The abolition of ‘no fault’ evictions, the abolition of fixed-term tenancies and the creation of a landlords’ register are just a handful of the policies in the white paper which tenants’ right campaign group Generation Rent has described as “serious, ambitious and life-changing [...] if the details are right”. Meanwhile, the National Landlords Association has warned that the proposals could “exacerbate the housing crisis at a time when renters are struggling to find the homes they need” if they are not implemented properly.
It has taken a long time to get to this point. The bill is a response to consultations in 2018 and 2019 as well as a Conservative manifesto commitment from the last election. With years having passed since, legal experts and campaigners had wondered whether the plans had been quietly dropped – so many were surprised when the government released not only a response to the 2018 and 2019 consultations but a fully-fledged white paper. Ruth Ehrlich, policy manager at homeless charity Shelter, says the significance of all of this is the scope of the proposals. She says that where previous legislative changes to renters’ rights have been “piecemeal”, what makes this white paper so potentially impactful is its “overall, comprehensive approach”.

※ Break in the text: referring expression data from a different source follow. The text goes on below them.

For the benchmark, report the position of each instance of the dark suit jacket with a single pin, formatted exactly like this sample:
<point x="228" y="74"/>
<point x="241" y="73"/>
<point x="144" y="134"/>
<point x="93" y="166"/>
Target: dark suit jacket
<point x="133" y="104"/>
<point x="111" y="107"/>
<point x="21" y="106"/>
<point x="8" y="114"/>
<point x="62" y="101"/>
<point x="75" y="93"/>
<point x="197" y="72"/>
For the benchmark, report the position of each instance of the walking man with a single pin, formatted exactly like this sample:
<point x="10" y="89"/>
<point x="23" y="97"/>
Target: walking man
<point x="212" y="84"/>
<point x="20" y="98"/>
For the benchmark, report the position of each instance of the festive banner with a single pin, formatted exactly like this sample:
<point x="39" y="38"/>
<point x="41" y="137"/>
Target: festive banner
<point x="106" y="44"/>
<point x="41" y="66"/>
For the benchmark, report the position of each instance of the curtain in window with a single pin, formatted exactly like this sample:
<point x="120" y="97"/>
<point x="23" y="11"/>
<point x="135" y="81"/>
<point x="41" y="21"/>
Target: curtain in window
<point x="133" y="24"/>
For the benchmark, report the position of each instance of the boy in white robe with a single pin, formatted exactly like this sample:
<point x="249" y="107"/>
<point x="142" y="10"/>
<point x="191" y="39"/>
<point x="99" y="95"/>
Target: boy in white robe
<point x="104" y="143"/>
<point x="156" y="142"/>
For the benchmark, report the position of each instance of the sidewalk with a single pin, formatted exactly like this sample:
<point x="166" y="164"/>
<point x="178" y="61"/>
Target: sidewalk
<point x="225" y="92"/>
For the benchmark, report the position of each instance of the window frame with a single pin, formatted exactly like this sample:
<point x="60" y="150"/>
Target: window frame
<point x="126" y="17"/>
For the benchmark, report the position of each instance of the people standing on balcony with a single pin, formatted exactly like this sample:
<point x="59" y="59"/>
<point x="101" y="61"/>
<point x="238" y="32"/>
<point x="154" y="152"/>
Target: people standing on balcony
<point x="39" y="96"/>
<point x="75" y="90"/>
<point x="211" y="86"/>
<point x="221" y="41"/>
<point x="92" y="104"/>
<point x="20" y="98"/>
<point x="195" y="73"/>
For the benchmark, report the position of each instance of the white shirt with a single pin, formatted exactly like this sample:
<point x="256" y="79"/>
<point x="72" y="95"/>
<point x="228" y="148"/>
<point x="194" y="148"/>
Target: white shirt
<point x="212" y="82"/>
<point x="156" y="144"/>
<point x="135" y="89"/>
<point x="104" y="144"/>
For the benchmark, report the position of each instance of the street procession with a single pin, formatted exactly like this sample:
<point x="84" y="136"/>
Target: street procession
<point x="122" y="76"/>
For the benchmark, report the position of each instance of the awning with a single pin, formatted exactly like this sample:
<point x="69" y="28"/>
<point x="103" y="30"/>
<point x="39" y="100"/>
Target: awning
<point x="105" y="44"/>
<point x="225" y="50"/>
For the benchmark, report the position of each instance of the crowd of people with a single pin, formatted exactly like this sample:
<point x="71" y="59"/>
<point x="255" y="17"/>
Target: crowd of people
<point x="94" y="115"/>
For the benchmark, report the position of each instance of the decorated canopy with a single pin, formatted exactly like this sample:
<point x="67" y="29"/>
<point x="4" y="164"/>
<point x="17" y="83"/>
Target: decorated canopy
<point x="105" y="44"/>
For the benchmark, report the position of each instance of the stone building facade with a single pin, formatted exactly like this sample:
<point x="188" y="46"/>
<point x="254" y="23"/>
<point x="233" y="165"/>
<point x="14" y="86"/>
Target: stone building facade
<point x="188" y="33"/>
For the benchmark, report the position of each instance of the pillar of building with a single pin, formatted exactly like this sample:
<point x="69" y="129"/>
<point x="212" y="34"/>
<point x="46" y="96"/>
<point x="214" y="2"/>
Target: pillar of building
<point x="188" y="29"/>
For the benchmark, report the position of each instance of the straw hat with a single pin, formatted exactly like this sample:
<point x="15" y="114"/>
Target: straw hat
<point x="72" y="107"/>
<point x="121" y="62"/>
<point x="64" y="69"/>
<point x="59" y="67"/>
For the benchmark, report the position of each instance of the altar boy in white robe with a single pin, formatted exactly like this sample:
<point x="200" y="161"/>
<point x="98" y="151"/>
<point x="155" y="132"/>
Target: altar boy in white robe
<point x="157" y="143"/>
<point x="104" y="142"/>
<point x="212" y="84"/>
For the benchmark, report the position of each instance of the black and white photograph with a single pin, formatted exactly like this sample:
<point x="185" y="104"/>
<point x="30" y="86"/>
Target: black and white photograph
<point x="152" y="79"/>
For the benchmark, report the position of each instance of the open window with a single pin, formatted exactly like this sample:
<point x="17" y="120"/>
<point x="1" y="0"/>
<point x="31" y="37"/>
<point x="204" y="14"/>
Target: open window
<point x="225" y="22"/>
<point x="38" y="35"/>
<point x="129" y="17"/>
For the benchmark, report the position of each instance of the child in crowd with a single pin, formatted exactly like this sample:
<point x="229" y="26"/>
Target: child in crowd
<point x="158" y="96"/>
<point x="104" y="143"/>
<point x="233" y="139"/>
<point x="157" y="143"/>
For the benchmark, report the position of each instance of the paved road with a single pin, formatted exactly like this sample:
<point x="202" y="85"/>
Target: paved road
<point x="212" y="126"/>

The ban on ‘no fault’ evictions is the most radical of the policies. Under the current system, section 21 of the Housing Act 1998 allows landlords to turf out their tenants at a month’s notice without having to explain why. The bill would remove landlords’ ability to do this, meaning that they could only evict tenants in “certain circumstances” such as the need to regain possession of the property if they want to move “close family members” into it or if they want to sell. The change in policy would also get rid of fixed-term tenancies, whereby a tenant signs a lease for an agreed upon amount of time. Instead, a lease will be indefinite until the tenant chooses to leave, at which point they will need to give two months’ notice.
The white paper also proposes stopping landlords from rejecting tenancies on the grounds that someone is on benefits or from a “vulnerable group”, creating a register for tenants to see who their landlord is, and introducing stricter regulations on rent.
But the paper is in landlords' corner when it comes to antisocial behaviour: the government says it will expedite landlords' ability to evict tenants engaging in antisocial behaviour, by lowering the required notice period for eviction in such cases to two weeks. It also intends to bolster landlords' ability to repossess properties in the event of persistent arrears.
However, on rental restrictions, the paper says the government will “only allow increases to rent once per year, end the use of rent review clauses, and improve tenants’ ability to challenge excessive rent increases through the First Tier Tribunal”. However, many critics are sceptical about how this will work in practice, in part because the government has not defined what “excessive” means, but also because it has not explained how it will resource the courts to deal with rent cases at a time when the system is already severely backlogged.
Charities such as Shelter also worry about landlords misusing the regaining the possession of property clause in the abolition of section 21 as a ruse to evict tenants and relet the property to someone else. It points to evidence of something similar in Scotland, where section 21 and fixed-term tenancy agreements have already been abolished, and is calling for a “robust evidence bar” for landlords to prove that they really do intend to move back into the property themselves.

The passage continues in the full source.